21 thoughts on “Kona Pipeline Porter”

  1. I personally hate coffee. However, coffee beer is awesome (as is coffee ice cream and coffee milk). Some of my favorite beers are coffee stouts.

    This is a great porter, though it’s not a summer beer (it’s their winter seasonal).

    And how is it beer-douchey to actually describe the flavor of the beer in the manner you did? Are people who can pick out the types of malts and hops used and add that to their review of a beer douches? I don’t think so. They’re just informed and informing people. Yes, in coffee stouts, it is common for the heavier-hitting dark malts to be a bit more subdued so you can taste more of the coffee (though those dark malts can give off a coffee-like flavor themselves even if there is no coffee present).

    1. First off, the whole idea around LIBA is that there isn’t “proper” anything here. As long as you enjoy the beer, it doesn’t matter how proper you are with glassware, terminology, describing the flavors etc.

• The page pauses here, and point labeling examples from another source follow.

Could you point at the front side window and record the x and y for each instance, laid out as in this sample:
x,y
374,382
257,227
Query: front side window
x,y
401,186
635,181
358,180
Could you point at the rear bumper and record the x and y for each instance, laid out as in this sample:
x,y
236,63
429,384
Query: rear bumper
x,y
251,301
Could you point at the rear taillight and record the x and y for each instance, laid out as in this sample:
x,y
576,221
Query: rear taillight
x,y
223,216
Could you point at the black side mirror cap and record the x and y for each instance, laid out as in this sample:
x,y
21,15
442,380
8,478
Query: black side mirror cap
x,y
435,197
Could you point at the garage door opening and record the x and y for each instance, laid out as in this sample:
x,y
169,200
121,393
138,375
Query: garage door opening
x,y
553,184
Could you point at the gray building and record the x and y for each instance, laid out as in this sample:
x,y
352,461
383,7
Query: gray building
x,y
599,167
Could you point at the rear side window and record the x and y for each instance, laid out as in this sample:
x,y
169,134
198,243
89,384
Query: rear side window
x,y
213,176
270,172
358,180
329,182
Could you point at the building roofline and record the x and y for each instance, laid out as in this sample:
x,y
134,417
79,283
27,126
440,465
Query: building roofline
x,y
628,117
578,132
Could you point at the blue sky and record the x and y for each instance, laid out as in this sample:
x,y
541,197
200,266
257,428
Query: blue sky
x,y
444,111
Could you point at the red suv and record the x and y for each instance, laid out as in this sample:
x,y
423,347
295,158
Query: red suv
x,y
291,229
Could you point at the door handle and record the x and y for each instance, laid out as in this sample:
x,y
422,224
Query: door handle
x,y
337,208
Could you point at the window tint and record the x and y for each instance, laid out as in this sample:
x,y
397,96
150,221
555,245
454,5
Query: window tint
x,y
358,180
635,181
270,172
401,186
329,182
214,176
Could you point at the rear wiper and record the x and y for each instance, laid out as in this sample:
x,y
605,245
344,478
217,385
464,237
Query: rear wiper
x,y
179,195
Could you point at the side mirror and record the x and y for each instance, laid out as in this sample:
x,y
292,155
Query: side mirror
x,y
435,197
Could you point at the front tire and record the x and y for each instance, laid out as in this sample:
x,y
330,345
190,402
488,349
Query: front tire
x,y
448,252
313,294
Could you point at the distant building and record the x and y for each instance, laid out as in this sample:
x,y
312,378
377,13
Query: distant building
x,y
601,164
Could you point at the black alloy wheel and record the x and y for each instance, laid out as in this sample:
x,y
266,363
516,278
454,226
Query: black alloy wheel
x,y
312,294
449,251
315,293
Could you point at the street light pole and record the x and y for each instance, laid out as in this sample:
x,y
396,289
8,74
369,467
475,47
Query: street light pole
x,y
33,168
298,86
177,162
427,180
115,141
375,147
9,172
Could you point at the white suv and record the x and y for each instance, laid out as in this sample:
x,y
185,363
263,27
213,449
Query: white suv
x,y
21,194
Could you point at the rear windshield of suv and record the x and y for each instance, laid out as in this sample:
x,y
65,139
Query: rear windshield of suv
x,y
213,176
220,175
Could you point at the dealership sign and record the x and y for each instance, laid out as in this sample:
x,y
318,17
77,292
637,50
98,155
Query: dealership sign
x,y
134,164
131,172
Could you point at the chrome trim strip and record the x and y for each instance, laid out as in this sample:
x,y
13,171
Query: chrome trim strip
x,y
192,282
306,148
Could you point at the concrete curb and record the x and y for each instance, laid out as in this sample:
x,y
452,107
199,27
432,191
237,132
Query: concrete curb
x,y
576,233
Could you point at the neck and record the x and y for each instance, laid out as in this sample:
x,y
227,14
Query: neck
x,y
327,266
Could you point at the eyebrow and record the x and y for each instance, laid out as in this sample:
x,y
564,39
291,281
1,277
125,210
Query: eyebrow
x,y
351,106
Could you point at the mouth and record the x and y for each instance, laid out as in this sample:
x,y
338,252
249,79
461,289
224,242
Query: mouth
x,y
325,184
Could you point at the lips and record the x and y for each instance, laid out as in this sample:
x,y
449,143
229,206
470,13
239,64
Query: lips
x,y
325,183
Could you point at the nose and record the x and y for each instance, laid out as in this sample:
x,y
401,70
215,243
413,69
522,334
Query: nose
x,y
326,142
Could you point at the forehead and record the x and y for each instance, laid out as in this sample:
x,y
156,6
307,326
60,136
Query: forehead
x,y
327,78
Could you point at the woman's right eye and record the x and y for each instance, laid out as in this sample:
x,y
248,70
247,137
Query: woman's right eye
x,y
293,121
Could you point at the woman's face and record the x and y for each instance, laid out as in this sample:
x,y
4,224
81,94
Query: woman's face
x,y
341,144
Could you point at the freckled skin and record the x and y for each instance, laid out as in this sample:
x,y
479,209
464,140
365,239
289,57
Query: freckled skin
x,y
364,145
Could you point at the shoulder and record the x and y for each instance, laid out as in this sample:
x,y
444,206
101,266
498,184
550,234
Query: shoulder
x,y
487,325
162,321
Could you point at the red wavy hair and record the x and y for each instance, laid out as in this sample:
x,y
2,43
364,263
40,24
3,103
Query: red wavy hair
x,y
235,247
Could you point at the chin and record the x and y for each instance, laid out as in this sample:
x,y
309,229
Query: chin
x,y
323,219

      I try to write in a way that is appealing to everyone, especially people unfamiliar with “proper” beer terminology. So for argument’s sake, if I was to use a lot of what you probably consider “proper” verbiage, I wouldn’t be staying true to the mission I set for LIBA.

      -Lost

      1. It’s not like you’re talking about the cloying esters and how the 2-row barley tastes like it was mashed in at too low a temp. 😉

        “Yield” is just a word, not necessarily “proper”. But even if it was “proper”, it’s still not douchey. Because if using proper terminology is douchey, you’re calling a large number of beer reviewers, bloggers, lovers douches even though they’re probably not.

  2. I think you need to freshen up on my position on beer-douche-baggery. There’s a difference between doing/saying something douchey and being a beer-douche. Most people (including myself, clearly!) have some douchey traits.

    That all said, I agree with your first statement…”yield” is relatively mild on the douchiness scale.

    -Lost

  3. I guess I disagree that using proper terminology is a douchey thing to do. Using it to make yourself sound better than others is one thing. Using it because it exists and you’re trying to educate yourself or move yourself up in the beer world (going from blogger to a legit beer journalist*, for example) is not douchey.

    *Please note I do not mean to imply that blogging is not journalism, I mean writing for a publication, newspaper, magazine, etc. as opposed to writing for your own blog.

  4. I loooooooove the Pipeline Porter, it’s one of my favorites. Flavorful and smooth. I intentionally limit how frequently I buy it, so I don’t overdo it.

  5. Pipeline Porter is awesome. One of the best porters I’ve run into. The only drawback is that it’s seasonal. I wish they made it year round. I try and buy all that I can so I have it around longer. It’s a porter that doesn’t disappoint.

    1. I’ll be honest…I didn’t know it was seasonal! That would explain why I’ve been dying to try it but couldn’t find it until recently, now wouldn’t it? :)

      -Lost

  6. This one is another one in a long line of great beers from the Kona Brewery.

    I agree with your assessment of it. Pleasant drinkability.

  7. Oh Pipeline Porter…how you’ve had me under your spell for so many years now! I set my calendar to the day Pipeline hits the shelves again. Just like Doug, I too buy up all I can. Only a few stores carry it where I live in Oregon and I’ve been known to drive way out of my way to get me some Pipeline. Thanks for reviewing it on LIBA

  8. I think it’s released in November (I know I had it well before Christmas last year). It’s a winter seasonal. It’s available until it’s gone for the most part. I’ve seen it in stores here in RI as late as March-April. It’s actually brewed at Redhook in NH and they brew a lot of it (it’s not nearly as limited as the label on the bottle suggests).